According to Roger Russell (former director of acoustic research at the McIntosh Laboratory) who is quoted often in online debates regarding the benefits of oxygen-free copper, better sound through increased conductivity is not a feature of OFC. According to Russell, “Highly refined copper (C10100 Oxygen Free Electronic or OFE) with silver impurities removed and oxygen reduced to 0.0005%, has only one-percent higher conductivity than C10200, known as Oxygen-Free (OF). Its conductivity rating is no better than the more common C11000 grade. However, C10200 has a 0.001% oxygen content, 99.95% purity and minimum 100% IACS* conductivity.” He further states that C10100’s improved conductivity is insignificant in audio applications.
You’ll never take me alive, coppers
Naturally, such a statement causes manufacturers of audiophile cables to foam at the contacts. One opposing argument is that Russell only mentions two types of copper, and there are more types of OFC. Beyond that, there isn’t a specific, universally agreed-upon set of manufacturing specs and processes to make OFC, and nothing quantified for audio applications.
So, when manufacturers tout OFC, are they taking you for a ride? Not really. Keep in mind that Russell was attempting to debunk the notion that OFC speaker wire did nothing to enhance sound quality in home stereo systems other than separate audiophiles from their trust funds. However, his main thrust was conductivity alone. Perhaps there’s more to the story than a simple conductivity rating? Some cable designers say you need to look at the atomic level.
One possible explanation for the perceived improvement of sound with oxygen-free copper cables is the fact that copper is crystalline in nature, with each crystal being a boundary that electrons have to cross. Typical high-purity electrical grade copper has approximately 1500 crystals per foot, which must be crossed by signal being transmitted through the cable. Now, think of the impurities in copper wire like knots in a rope, around which electrons have to navigate. Travelling around these impurities can cause phase shift and distortion that degrades sound quality. OFC is like pulling the knots tighter, which reduces the hurdles electrons must travel through, thus reducing distortion and phase shift. Another take on OFC is that the process of electrolytic refining also removes other impurities, most notably, iron, which can cause resistance. Be advised that the length of cable for these effects to be noticeable is up for grabs—some say over 50 feet—which for the home stereo is not an issue, but if you’re wiring a recording studio, oh yes it is.
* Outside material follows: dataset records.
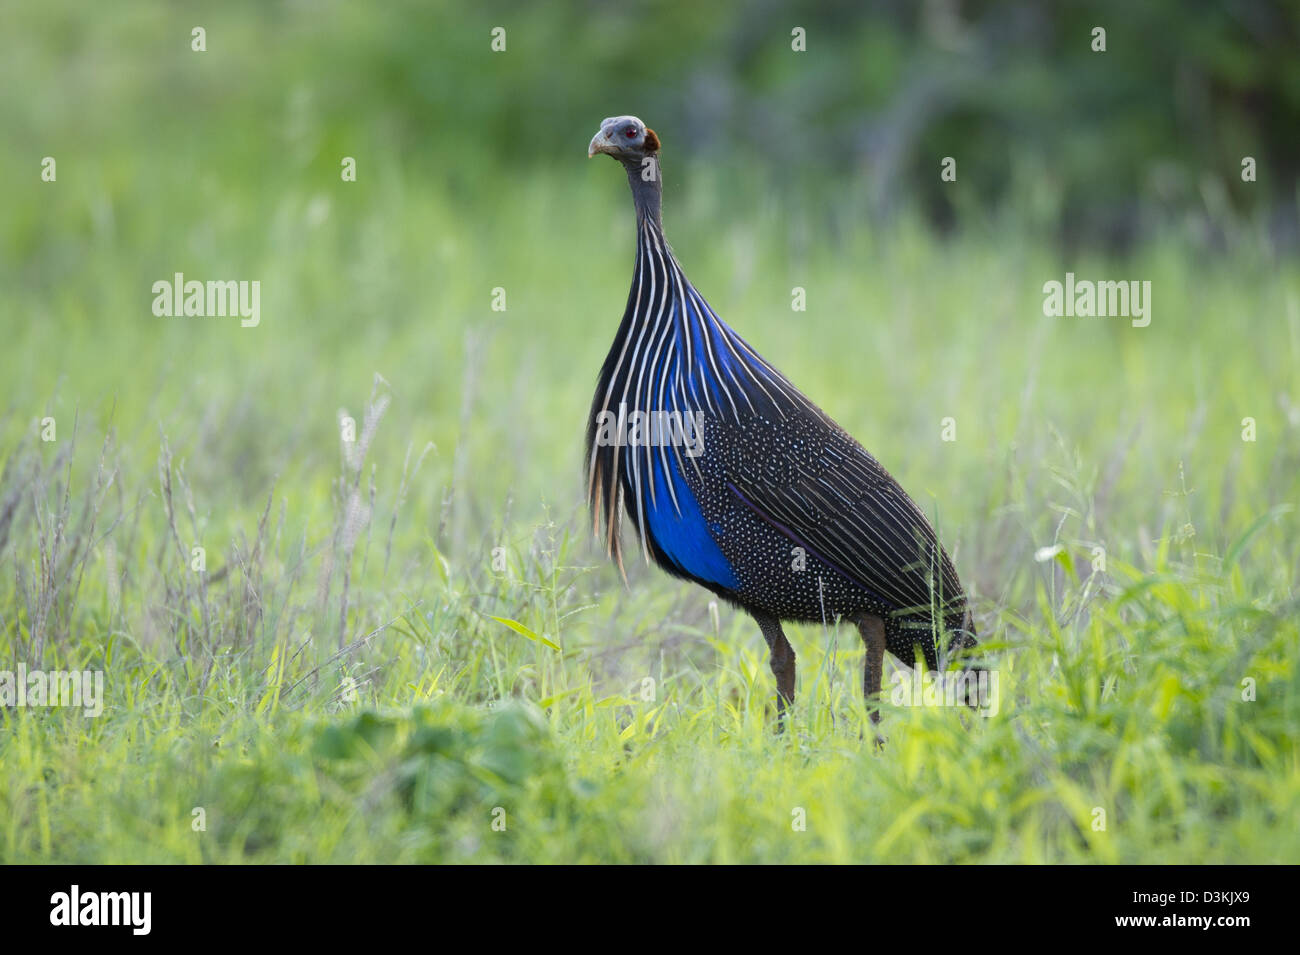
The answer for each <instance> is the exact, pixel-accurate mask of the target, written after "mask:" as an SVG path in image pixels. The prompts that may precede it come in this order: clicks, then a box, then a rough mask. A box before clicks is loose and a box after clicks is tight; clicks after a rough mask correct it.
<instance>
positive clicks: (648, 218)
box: [623, 160, 663, 235]
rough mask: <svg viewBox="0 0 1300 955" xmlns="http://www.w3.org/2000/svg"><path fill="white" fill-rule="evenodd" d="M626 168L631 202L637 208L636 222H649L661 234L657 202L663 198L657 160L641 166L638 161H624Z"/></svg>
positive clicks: (660, 223) (660, 221) (658, 163)
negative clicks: (630, 161) (630, 190)
mask: <svg viewBox="0 0 1300 955" xmlns="http://www.w3.org/2000/svg"><path fill="white" fill-rule="evenodd" d="M623 168H624V169H627V170H628V185H629V186H632V203H633V205H636V208H637V222H638V223H640V222H649V223H650V225H651V226H654V229H655V230H656V231H658V233H659V234H660V235H663V220H662V218H660V217H659V204H660V200H662V199H663V181H662V178H660V175H659V160H653V161H651V162H650V164H649V165H646V166H642V165H641V162H640V161H636V162H624V164H623Z"/></svg>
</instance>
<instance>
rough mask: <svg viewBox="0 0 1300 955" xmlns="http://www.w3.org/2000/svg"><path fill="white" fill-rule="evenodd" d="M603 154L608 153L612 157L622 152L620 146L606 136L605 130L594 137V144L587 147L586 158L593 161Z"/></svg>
mask: <svg viewBox="0 0 1300 955" xmlns="http://www.w3.org/2000/svg"><path fill="white" fill-rule="evenodd" d="M602 152H604V153H608V155H610V156H617V155H619V152H620V151H619V147H617V144H616V143H614V140H611V139H610V138H608V136H607V135H604V130H601V131H599V133H597V134H595V135H594V136H591V144H590V146H589V147H586V157H588V159H591V157H593V156H595V155H598V153H602Z"/></svg>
Another perceived benefit of oxygen-free copper is due to the susceptibility of copper to corrosion when exposed to air. If you’ve ever had the pleasure of removing an old car battery, you know that copper exposed to oxygen corrodes battery cables, and stops conductivity dead in its tracks (electrons go in, but they don’t come out). According to tests, oxygen-free copper also runs cooler than other conductors. It’s more resistant to shorts, more durable and long-lasting, and is far less likely to corrode, due to the reduced oxygen content—at least, that’s the common wisdom.
Oxymoron no more
In light of all this, it becomes clear that the reason for OFC is due to consistent signal transfer in precision applications, longer life, greater reliability, and better performance over long cable runs. As such, if you’ve just installed a Rupert Neve Designs 5088 console in your studio to the tune of six figures, you’re going to want your cables to carry that tune all the way to number one on the Billboard charts. And, as Mogami states, there is no single magic bullet to creating superior cables. Rather, a combination of several factors, of which their years of research has determined that OFC copper is one. That, and the fact that cable is not meant to modify or alter signal in any way. Its job is to pass audio as transparently as the laws of physics will allow.
Finally, if you’re one of those engineers who likes to tweeze every microgram of sound out of your equipment, oxygen-free cable certainly isn’t going to hurt.